Ponownie, bo jeśli spojrzeć na występy poznanianki w wielkoszlemowych wyzwaniach, ostatni raz Polka zwyciężyła singlowy mecz w trakcie US Open w 2022 roku. To był zresztą wyjątkowy sezon dla Magdy Linette, która dotarła wówczas do półfinału Australian Open, a na Wimbledonie zameldowała się w III rundy. Problem jednak w tym, że od tamtego, świetnego okresu polskiej tenisistki, minęło już sporo czasu…
Wimbledon: Magda Linette odpadła z turnieju w I rundzie singla
Wydawało się, że przełamanie dla Linette tej koszmarnej, wielkoszlemowej passy może przyjść w trakcie tegorocznej rywalizacji na trawiastych kortach w Londynie. Poznanianka dokooptowała do swojego sztabu Agnieszkę Radwańską. „Isia” to wybitna specjalistka gry na tego typu nawierzchni, w przeszłości dodatkowo m.in. finalistka i półfinalistka Wimbledonu. Z kim jak z kim, ale z Radwańską z pewnością Linette było łatwiej – przynajmniej teoretycznie – zaprzyjaźnić się z trawiastymi kortami.

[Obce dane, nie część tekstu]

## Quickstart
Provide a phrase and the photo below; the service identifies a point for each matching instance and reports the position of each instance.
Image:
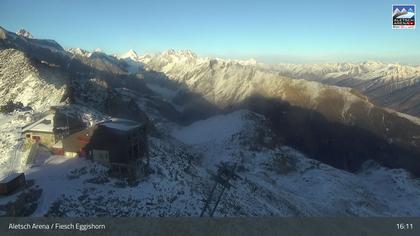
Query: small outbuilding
(122, 145)
(11, 183)
(41, 131)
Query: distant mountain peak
(25, 33)
(131, 54)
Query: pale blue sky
(270, 31)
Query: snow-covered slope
(392, 85)
(276, 181)
(35, 84)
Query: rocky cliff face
(31, 82)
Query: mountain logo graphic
(403, 16)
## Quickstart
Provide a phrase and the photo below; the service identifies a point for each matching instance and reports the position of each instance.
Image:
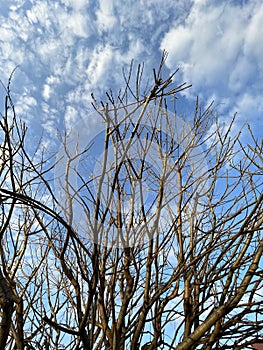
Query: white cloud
(218, 47)
(67, 49)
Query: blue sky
(67, 49)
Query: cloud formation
(67, 49)
(218, 47)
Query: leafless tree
(153, 242)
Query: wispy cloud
(66, 49)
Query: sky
(66, 49)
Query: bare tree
(150, 237)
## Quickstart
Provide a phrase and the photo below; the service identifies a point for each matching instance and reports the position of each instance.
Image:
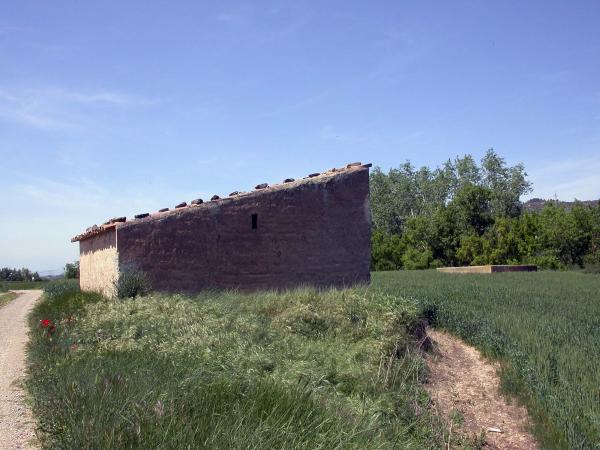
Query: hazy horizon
(116, 109)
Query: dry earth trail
(463, 382)
(16, 425)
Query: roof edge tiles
(288, 183)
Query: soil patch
(464, 385)
(16, 424)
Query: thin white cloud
(567, 180)
(232, 18)
(51, 108)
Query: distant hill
(537, 204)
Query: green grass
(299, 369)
(546, 328)
(309, 369)
(6, 297)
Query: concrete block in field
(493, 268)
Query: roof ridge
(95, 230)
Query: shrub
(132, 282)
(58, 288)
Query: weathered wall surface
(99, 263)
(315, 233)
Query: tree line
(470, 213)
(24, 274)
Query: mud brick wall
(99, 263)
(314, 232)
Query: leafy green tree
(72, 270)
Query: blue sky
(116, 108)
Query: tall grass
(7, 297)
(545, 326)
(299, 369)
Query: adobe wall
(316, 233)
(99, 263)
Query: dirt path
(16, 427)
(463, 382)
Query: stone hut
(312, 231)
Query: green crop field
(306, 368)
(545, 325)
(21, 285)
(300, 369)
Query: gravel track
(16, 423)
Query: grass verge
(299, 369)
(21, 285)
(544, 327)
(7, 297)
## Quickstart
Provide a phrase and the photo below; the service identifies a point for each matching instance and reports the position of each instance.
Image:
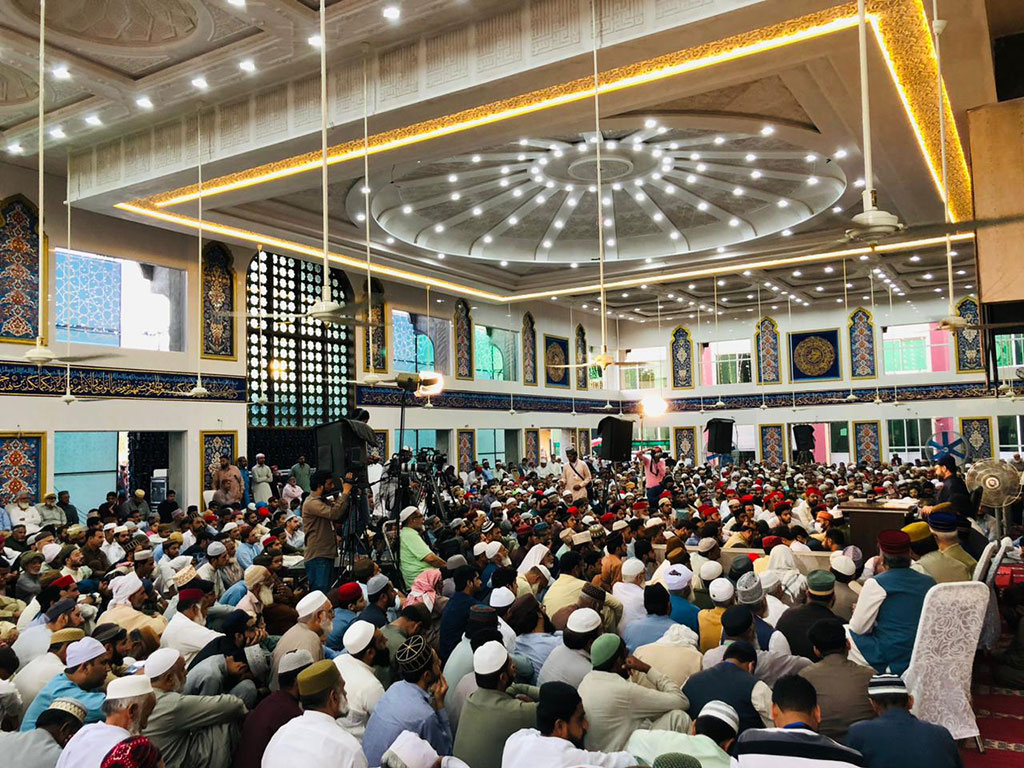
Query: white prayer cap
(216, 549)
(358, 635)
(721, 711)
(489, 657)
(721, 590)
(678, 577)
(161, 662)
(128, 686)
(583, 621)
(84, 650)
(711, 570)
(294, 659)
(492, 549)
(310, 603)
(502, 597)
(413, 752)
(407, 513)
(633, 567)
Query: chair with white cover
(939, 675)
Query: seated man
(895, 738)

Kiedy jednak przyszło do singlowej weryfikacji, Polka nie zdołała przejść granicy I rundy turnieju Wielkiego Szlema. Lepsza od Linette we wtorkowe, późne popołudnie, okazała się Elsa Jacquemot. Francuzka po przegraniu pierwszej partii po tie-breaku 7:9, w kolejnej odsłonie rozbiła Polkę (6:1), a następnie po jednym przełamaniu w trzeciej partii (6:4), zapewniła sobie awans do II rundy legendarnego turnieju w Londynie.
Linette nie ukrywała rozczarowania ostatecznym wynikiem meczu z Francuzką.
– Myślę, że na pewno miałam lepsze dni… […] Po pierwszym secie miałam nadzieję, ale nie zareagowałam tak, jak trzeba, bo przecież przegrałam drugiego 1:6. Fizycznie czułam się dobrze, ale niestety się nie udało – przyznała Linette przed kamerą Polsatu Sport.
Z turniejem singlowym wśród pań na etapie I rundy swój udział zakończyła również Magdalena Fręch. Łodzianka przegrała również z dużo młodszą od siebie, mającą zaledwie 18 lat, Kanadyjką Victorią Mboko. Fręch przegrała wyraźnie 3:6, 2:6.
Linette wystąpi w Londynie jeszcze w rywalizacji deblowej.